Know about Breed: Weimaraner
- Life expectancy: 11 - 14 years
- Origin: Germany
- Temperament: Stubborn, Aloof, Energetic, Intelligent, Steady, Alert, Powerful, Fast
- Colors: Mouse-gray, Silver-gray, Silver
- Height: Female: 59-63 cm, Male: 62-67 cm
- Weight: Female: 25-35 kg, Male: 30-40 kg
- You may not know his name, but you probably recognize his silvery gray snout and long ears, a face made famous by Weimaraner photographer William Wegman. His distinctive look aside, the Weimaraner isn't an ornament he's an active dog, with a deep need to hunt and connect with his human family.
- In fact, there are two things a prospective owner needs to know about the Weimaraner: He has no off switch, and he's not happy when left alone. Bred in Germany as a hunting dog and a family companion, the Weimaraner would love nothing more than to spend the day hunting with you all day long, every single day. Failing that, he'll settle for obedience training, agility, hiking, or participating in canine sports, just as long as it means that he can be active with you.

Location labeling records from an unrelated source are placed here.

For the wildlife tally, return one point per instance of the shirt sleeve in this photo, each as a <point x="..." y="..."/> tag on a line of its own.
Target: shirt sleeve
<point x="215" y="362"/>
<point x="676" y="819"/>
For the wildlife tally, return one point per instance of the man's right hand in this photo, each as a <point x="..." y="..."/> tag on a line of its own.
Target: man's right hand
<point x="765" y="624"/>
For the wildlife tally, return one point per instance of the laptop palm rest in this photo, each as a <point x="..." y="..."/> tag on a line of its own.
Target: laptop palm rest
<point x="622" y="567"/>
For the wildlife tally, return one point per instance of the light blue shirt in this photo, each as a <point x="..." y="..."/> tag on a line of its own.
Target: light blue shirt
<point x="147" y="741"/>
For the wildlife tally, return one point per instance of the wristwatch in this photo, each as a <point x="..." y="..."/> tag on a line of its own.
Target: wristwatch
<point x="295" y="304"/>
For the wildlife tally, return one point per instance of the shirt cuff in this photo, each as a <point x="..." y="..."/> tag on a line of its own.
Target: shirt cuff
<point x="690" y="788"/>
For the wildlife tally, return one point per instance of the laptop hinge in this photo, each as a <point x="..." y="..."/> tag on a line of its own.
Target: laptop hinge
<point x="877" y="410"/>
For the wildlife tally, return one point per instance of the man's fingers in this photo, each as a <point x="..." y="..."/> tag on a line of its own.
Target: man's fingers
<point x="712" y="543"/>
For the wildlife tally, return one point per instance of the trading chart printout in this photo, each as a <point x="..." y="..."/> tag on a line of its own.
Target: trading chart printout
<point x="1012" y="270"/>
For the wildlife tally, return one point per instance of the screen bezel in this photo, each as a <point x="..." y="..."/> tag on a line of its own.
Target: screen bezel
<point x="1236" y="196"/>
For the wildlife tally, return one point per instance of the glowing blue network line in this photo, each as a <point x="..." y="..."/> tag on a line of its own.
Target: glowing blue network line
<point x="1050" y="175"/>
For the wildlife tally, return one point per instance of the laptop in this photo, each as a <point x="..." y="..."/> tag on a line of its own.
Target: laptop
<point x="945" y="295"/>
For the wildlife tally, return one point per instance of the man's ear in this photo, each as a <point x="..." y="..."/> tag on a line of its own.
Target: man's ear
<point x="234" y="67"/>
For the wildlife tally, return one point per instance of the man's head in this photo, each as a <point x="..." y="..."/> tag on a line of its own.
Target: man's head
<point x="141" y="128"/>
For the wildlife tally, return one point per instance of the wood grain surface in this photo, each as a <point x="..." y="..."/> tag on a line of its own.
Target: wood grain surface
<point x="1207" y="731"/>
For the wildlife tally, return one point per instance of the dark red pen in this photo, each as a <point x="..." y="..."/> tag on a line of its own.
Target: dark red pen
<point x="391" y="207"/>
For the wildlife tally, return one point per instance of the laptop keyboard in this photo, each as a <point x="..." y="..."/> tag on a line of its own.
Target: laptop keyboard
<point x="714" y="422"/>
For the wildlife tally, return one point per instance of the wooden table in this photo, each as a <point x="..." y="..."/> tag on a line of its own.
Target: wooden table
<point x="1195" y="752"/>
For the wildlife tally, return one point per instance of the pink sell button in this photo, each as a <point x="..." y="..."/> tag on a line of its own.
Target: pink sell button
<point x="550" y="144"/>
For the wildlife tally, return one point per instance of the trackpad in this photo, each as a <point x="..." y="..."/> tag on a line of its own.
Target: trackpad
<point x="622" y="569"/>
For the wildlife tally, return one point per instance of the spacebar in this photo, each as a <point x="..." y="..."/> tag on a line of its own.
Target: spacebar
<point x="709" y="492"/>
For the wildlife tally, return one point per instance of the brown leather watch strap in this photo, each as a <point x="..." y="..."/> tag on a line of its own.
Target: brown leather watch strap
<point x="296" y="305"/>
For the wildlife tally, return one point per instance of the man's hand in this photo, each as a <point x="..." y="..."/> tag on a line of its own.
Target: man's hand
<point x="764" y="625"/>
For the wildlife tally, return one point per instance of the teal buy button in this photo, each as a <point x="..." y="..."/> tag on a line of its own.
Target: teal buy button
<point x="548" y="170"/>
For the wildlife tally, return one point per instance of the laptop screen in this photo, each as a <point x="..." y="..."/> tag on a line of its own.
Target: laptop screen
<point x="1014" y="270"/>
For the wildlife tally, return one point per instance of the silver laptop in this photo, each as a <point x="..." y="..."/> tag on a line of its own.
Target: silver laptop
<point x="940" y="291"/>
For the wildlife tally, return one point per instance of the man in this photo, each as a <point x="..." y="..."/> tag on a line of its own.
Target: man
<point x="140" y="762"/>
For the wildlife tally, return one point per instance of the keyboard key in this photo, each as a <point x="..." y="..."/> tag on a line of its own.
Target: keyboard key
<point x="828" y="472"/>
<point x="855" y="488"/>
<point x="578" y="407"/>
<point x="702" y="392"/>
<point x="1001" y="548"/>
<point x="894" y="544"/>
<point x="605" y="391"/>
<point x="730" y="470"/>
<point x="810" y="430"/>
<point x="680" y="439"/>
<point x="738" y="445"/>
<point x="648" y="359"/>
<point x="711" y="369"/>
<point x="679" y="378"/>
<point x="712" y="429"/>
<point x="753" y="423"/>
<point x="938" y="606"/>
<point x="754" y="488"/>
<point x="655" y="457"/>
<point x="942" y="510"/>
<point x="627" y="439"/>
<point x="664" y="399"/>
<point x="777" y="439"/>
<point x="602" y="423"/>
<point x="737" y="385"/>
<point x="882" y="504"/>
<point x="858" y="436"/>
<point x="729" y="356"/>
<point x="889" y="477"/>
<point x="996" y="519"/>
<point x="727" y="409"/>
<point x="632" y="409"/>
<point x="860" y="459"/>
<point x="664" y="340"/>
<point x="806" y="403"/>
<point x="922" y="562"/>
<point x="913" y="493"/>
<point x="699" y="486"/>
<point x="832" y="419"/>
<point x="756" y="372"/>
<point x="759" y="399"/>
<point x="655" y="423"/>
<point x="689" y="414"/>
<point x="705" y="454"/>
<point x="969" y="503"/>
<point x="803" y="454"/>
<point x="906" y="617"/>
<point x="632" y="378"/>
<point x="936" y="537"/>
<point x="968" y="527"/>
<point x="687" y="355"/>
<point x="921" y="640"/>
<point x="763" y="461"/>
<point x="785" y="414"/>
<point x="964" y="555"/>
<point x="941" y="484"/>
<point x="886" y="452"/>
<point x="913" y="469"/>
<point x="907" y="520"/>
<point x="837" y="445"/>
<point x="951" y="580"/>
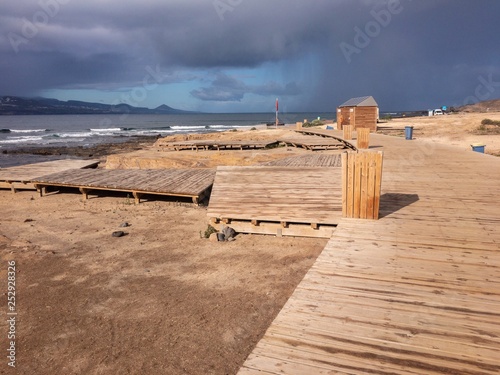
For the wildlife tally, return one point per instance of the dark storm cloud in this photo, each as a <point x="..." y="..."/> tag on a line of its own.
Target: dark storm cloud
<point x="404" y="52"/>
<point x="226" y="88"/>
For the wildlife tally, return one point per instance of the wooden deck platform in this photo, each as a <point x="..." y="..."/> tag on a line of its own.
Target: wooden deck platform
<point x="416" y="292"/>
<point x="316" y="160"/>
<point x="205" y="145"/>
<point x="20" y="177"/>
<point x="315" y="143"/>
<point x="191" y="183"/>
<point x="297" y="201"/>
<point x="332" y="134"/>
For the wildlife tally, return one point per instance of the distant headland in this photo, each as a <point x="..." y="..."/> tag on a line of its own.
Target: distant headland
<point x="14" y="105"/>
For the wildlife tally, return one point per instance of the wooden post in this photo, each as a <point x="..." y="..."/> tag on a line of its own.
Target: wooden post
<point x="85" y="192"/>
<point x="361" y="184"/>
<point x="363" y="138"/>
<point x="347" y="132"/>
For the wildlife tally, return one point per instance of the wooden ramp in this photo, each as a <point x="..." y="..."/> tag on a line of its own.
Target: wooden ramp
<point x="313" y="143"/>
<point x="196" y="145"/>
<point x="416" y="292"/>
<point x="20" y="177"/>
<point x="192" y="183"/>
<point x="332" y="134"/>
<point x="296" y="201"/>
<point x="316" y="160"/>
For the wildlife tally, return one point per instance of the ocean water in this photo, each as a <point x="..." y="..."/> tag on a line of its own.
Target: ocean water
<point x="30" y="132"/>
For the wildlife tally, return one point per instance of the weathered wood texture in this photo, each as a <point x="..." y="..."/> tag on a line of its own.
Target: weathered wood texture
<point x="416" y="292"/>
<point x="313" y="143"/>
<point x="359" y="117"/>
<point x="347" y="132"/>
<point x="328" y="134"/>
<point x="305" y="195"/>
<point x="363" y="138"/>
<point x="361" y="184"/>
<point x="20" y="177"/>
<point x="172" y="182"/>
<point x="308" y="160"/>
<point x="213" y="145"/>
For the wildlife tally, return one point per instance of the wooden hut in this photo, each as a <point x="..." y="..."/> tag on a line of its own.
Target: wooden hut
<point x="360" y="112"/>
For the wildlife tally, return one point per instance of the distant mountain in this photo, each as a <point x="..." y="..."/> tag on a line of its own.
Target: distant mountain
<point x="13" y="105"/>
<point x="486" y="106"/>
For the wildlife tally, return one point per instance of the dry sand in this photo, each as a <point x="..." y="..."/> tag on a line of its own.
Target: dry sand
<point x="160" y="300"/>
<point x="460" y="130"/>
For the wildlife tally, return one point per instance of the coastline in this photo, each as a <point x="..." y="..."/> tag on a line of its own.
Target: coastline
<point x="33" y="154"/>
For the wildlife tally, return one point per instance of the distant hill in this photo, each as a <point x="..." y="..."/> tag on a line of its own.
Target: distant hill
<point x="486" y="106"/>
<point x="13" y="105"/>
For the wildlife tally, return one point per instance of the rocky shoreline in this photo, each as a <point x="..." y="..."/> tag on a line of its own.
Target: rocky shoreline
<point x="94" y="151"/>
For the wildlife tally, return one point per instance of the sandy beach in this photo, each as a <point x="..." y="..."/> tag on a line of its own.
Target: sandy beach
<point x="162" y="299"/>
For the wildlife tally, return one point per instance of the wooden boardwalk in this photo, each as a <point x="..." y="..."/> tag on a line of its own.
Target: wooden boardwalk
<point x="192" y="183"/>
<point x="309" y="160"/>
<point x="313" y="143"/>
<point x="20" y="177"/>
<point x="206" y="145"/>
<point x="278" y="200"/>
<point x="416" y="292"/>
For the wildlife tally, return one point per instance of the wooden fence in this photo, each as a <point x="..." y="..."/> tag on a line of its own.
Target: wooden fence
<point x="361" y="184"/>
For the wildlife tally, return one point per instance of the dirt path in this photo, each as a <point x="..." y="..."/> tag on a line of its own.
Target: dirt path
<point x="160" y="300"/>
<point x="460" y="130"/>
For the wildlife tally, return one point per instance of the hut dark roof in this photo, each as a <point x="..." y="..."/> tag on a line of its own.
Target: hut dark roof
<point x="364" y="101"/>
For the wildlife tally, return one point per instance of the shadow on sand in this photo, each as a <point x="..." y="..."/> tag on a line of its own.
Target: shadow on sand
<point x="393" y="202"/>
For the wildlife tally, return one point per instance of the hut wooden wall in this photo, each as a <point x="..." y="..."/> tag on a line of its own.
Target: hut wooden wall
<point x="360" y="117"/>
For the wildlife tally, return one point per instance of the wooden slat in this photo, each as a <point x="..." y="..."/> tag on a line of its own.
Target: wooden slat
<point x="308" y="160"/>
<point x="174" y="182"/>
<point x="415" y="292"/>
<point x="363" y="138"/>
<point x="21" y="177"/>
<point x="304" y="195"/>
<point x="29" y="172"/>
<point x="362" y="178"/>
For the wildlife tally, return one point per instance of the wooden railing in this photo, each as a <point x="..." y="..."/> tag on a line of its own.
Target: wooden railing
<point x="361" y="184"/>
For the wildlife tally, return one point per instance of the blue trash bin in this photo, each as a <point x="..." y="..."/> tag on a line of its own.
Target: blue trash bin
<point x="409" y="132"/>
<point x="478" y="147"/>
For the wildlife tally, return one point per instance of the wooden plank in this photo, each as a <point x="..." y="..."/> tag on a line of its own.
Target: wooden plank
<point x="21" y="177"/>
<point x="347" y="129"/>
<point x="363" y="138"/>
<point x="174" y="182"/>
<point x="277" y="194"/>
<point x="414" y="292"/>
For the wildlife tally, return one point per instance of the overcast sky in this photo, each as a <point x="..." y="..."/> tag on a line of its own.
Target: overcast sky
<point x="239" y="55"/>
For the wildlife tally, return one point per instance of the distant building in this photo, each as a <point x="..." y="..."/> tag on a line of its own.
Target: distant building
<point x="360" y="112"/>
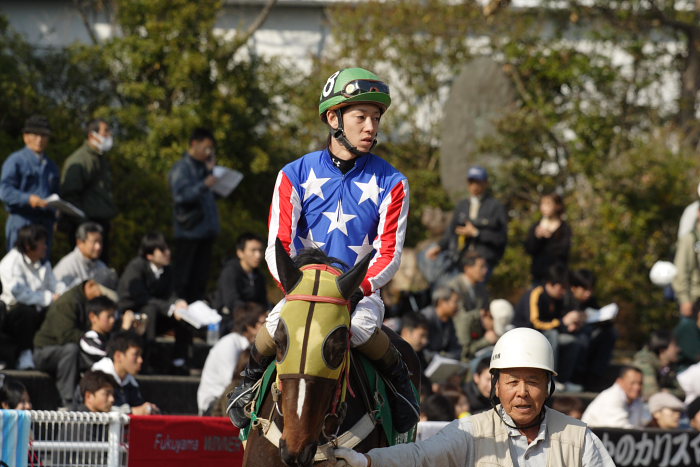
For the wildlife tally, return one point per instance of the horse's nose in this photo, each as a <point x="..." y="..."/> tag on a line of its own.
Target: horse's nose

- If you're getting the idea that Weimaraners tend to attach to their owners like Velcro, you're right. Separation anxiety is a serious problem in this breed; some Weimaraners become so distraught when left to their own devices that they bark, dig, escape, and even injure themselves. They can also be stubborn, demanding, and tough to house-train. They're frequently a hazard to cats and other small pets, and if they don't get a lot of daily exercises, they go stir crazy.
- Weimaraners are devoted dogs who want to be with people all of the time, which can be unnerving. But if you enjoy always having a dog by your side and can spare plenty of time for hiking, jogging, or hunting the Weimaraner can be an ideal canine sidekick.
- His personality can range from in-charge to laidback. Males tend to be sweet, while females have more spunk. Puppies with more prey drive and independence do well in the field, while those who are easygoing and upbeat are best suited for companion homes. If you're hoping to show, opt for puppies with outgoing and confident attitudes. And if you pick up a puppy and he doesn't settle down in your arms quickly, it is a clue that he's going to be highly energetic the same is true if he bosses the other puppies so think long and hard about whether he's the right kind of dog for you. For most of us, the best choice is the nice, middle-of-the-road puppy who is neither too bossy nor too shy.
- As lovable as he is, the Weimaraner can be high-maintenance. He needs lots of social interaction and reassurance to establish that confident, devoted Weimaraner attitude. He'll also introduce you to two fundamental laws of nature: A Weimaraner at rest is bored and a bored Weimaraner is destructive. So plan to keep him busy or he'll put his own plan into action like noshing on rugs and walls and you probably won't like it.
- Weimaraners enjoy running, hunting, going for walks, boating, swimming essentially anything, as long as it involves being with you. (Tip: These dogs live to chase any object that moves, including runners, bikers, kids, and other animals, so confine him to a safely fenced yard and always walk him on leash.) When it comes to dog sports, they love agility, tracking, and hunt tests. In fact, be prepared for gifts of dead things: frogs, birds, the nice cat that's been hanging around the yard. Your Weimaraner doesn't know that she's your neighbor's cat; he's primed to hunt furry things and that's what he does. And never reject his gifts or punish him, which could severely damage your relationship.
- All dogs have the potential to develop genetic health problems, so it is important to choose your breeder wisely. Weimaraner breeders should know about several conditions, including hip dysplasia, hypothyroidism, tricuspid dysplasia (a congenital heart disease), and eye problems like corneal dystrophy and entropion.
- Weimaraners can also have elevated levels of uric acid in their urine, predisposing them to form painful bladder and kidney stones, which may require surgery. This condition, known as hyperuricosuria, is inherited. A DNA test for the condition is available from the University of California at Davis Veterinary Genetics Laboratory.
- Not all of these conditions are detectable in a growing puppy, and it can be hard to predict whether an animal will be free of these maladies, which is why you must find a reputable breeder who is committed to breeding the healthiest animals possible. They should be able to produce independent certification that the parents of the dog (and grandparents, etc.) have been screened for these defects and deemed healthy for breeding. That's where health registries come in.
- The Weimaraner's short coat is easy to maintain: Brush it with a rubber curry brush at least once a week. The brush removes dead hairs that would otherwise end up on your floor, furniture, and clothing. Weimaraners shed, so the more you brush, the less hair you'll have flying around. And bathe your Weimaraner only when he's dirty, which shouldn't be very often.
- The Weimaraner is a hunting dog, so good foot condition is important. Keep his toenails trimmed short. Last but not least, brush his teeth with a vet-approved pet toothpaste for good overall health and fresh breath.